Mais ils ne veulent pas d'une putain de journée. Ils veulent des bras qui les portent, pas des frappes aériennes. Ils veulent retrouver leurs pères, pas de compassion étrangère. Ils veulent des jambes qui les soutiennent, pas des béquilles livrées par avion avec les communiqués de presse.
Ils veulent être plus qu'une tragédie concentrée dans le temps.
Ils veulent que leurs noms survivent aux gros titres. Ils veulent être des noms, pas des numéros, pas des dommages collatéraux, pas un silence drapé dans le jargon médiatique.

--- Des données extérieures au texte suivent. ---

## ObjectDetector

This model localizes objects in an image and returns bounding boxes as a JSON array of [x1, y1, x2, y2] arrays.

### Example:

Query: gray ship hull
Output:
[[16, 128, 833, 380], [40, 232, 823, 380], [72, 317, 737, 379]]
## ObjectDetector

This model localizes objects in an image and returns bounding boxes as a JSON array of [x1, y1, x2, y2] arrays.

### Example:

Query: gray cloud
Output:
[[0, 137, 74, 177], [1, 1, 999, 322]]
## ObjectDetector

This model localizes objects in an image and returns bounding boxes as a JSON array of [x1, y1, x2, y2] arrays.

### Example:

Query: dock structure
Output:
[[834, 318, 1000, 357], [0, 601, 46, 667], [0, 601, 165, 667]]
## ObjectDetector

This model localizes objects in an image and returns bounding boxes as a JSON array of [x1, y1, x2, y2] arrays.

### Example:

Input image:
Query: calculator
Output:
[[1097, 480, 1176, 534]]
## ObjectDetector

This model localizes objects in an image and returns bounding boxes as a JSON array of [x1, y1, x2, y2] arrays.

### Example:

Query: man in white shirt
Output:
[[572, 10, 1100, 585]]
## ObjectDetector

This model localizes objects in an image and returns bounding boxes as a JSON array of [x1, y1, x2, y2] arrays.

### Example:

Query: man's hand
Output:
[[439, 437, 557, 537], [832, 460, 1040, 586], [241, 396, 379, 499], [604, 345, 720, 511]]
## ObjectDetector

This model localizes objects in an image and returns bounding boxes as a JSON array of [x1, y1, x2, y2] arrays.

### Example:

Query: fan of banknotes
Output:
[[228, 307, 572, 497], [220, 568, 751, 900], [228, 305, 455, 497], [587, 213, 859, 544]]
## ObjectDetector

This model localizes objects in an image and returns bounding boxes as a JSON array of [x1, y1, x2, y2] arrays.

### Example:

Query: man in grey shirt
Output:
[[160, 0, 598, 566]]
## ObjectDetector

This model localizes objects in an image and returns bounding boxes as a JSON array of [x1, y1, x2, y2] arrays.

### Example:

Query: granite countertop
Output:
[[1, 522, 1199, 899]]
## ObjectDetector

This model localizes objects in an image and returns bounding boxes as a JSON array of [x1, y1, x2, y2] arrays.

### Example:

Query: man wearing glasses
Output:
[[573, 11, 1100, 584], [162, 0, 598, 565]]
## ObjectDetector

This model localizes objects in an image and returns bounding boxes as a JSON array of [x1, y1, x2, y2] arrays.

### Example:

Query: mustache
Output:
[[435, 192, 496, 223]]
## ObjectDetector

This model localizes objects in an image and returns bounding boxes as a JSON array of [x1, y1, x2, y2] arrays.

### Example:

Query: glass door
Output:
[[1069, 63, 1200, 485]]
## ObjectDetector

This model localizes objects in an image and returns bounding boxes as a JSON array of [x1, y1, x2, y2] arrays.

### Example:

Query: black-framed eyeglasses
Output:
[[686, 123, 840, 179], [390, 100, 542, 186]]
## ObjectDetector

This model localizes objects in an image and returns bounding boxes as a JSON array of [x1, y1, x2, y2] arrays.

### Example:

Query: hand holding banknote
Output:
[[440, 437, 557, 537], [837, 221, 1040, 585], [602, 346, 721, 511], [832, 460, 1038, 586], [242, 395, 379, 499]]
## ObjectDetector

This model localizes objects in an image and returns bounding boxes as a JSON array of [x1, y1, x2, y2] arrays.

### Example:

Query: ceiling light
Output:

S'il reste bien une chose à sauver en ce monde, ce sont les enfants, pas seulement ceux qui respirent encore, mais ceux qui sont enfouis dans des tombes et dont les histoires continuent de fleurir dans leur gorge. Ceux qui sont derrière des barreaux d'acier et rêvent enchaînés. Ceux qui apprennent à dessiner des drones avant de connaître l'alphabet. Ceux qui ont arrêté de parler parce que chaque mot les a trahis.
Ils n'ont pas besoin de hashtags. Ils ont besoin de votre indignation. Celle qui peut briser le silence. Qui peut faire trembler les statues. Ils ont besoin de la rage enfouie en vous pour vous réveiller et agir.
Ils ont besoin de vous pour ne plus prétendre qu'être neutre est une arme. Pour désapprendre le confort. Pour enfin ressentir le cri qu'ils ravalent depuis plus de 75 ans.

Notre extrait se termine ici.